[76] Biot, loc. cit. p. 297 sq.
[77] Chinese Repository, xviii. 362.
It has been suggested that in ancient Egypt the aboriginal inhabitants of the country were made slaves by the conquering race. “Si nous consultons les monuments,” says M. Amélineau, “nous remarquons dans les peintures qui ornent les parois des tombeaux de Saqqarah une certaine race d’hommes sur laquelle Mariette avait déjà appelé l’attention…. Je crois que ce sont là des esclaves, vieux restes des populations primitives soumises par les conquérants nouvellement arrivés dans la vallée du Nil, descendants des premières tribus humaines qui s’étaient installées en Égypt.”[78] During the eighteenth and nineteenth dynasties, which form the chief period of Egypt’s foreign conquests, mention is frequently made of the employment of prisoners of war as slaves. Every Pharao of these dynasties recounts how he filled the god Amon’s storehouses with male and female slaves from his spoil.

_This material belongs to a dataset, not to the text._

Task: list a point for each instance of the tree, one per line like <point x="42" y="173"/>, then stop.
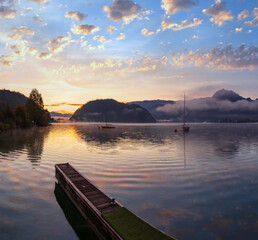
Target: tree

These slaves are occasionally represented in tombs; thus in the tomb of Rekhmere some slaves who are making bricks and building a wall are designated as “the spoil which his Majesty brought for the construction of the temple of Amon.”[79] M. Amélineau believes that slavery was in Egypt milder than in Greece and Rome.[80] According to the Book of the Dead, the pity of the god extends to slaves; not only does he command that no one should ill-treat them himself, but he forbids that their masters should be led to ill-treat them.[81]
[78] Amélineau, Essai sur l’évolution des idées morales dans l’Égypt Ancienne, p. 78.
[79] For these statements I am indebted to my friend Dr. Alan Gardiner.
[80] Amélineau, op. cit. p. 349.
[81] Book of the Dead, ch. 125. Cf. Maspero, Dawn of Civilization, p. 191.
In ancient Chaldæa, beneath the free Semite and Sumerian population, there was a class of slaves largely consisting of captives from foreign races and their descendants, but continually reinforced by individuals of the native race such as foundlings, women sold by their husbands, children sold by their fathers, and probably debtors whom their creditors had deprived of their liberty.[82] Their position was evidently not one of excessive hardship.[83] As a rule, they were permitted to marry and bring up a family; and it seems that masters, when selling their slaves, as much as possible avoided separating parents and children.[84] The master often apprenticed the children of his slaves, and as soon as they knew a trade he set them up in business in his own name, allowing them a share in the profits.[85] A slave could hire himself out for wages, and could himself acquire slaves to work for him.[86] He was even entitled to purchase his freedom.[87] “La loi babylonienne,” says M. Oppert, “lassait aux esclaves sur quelques points plus de prérogatives que le Code français n’en accorde à nos épouses.”[88]
[82] Meissner, Beiträge zur altbabylonischen Privatrecht, p. 6. Oppert, ‘La condition des esclaves à Babylone,’ in Académie des Inscriptions et Belles-Lettres—Comptes rendus des séances de l’année 1888, ser. iv. vol. xvi. 122. Maspero, op. cit. p. 743.
[83] Meissner, op. cit. p. 7. Oppert, loc. cit. p. 121 sqq.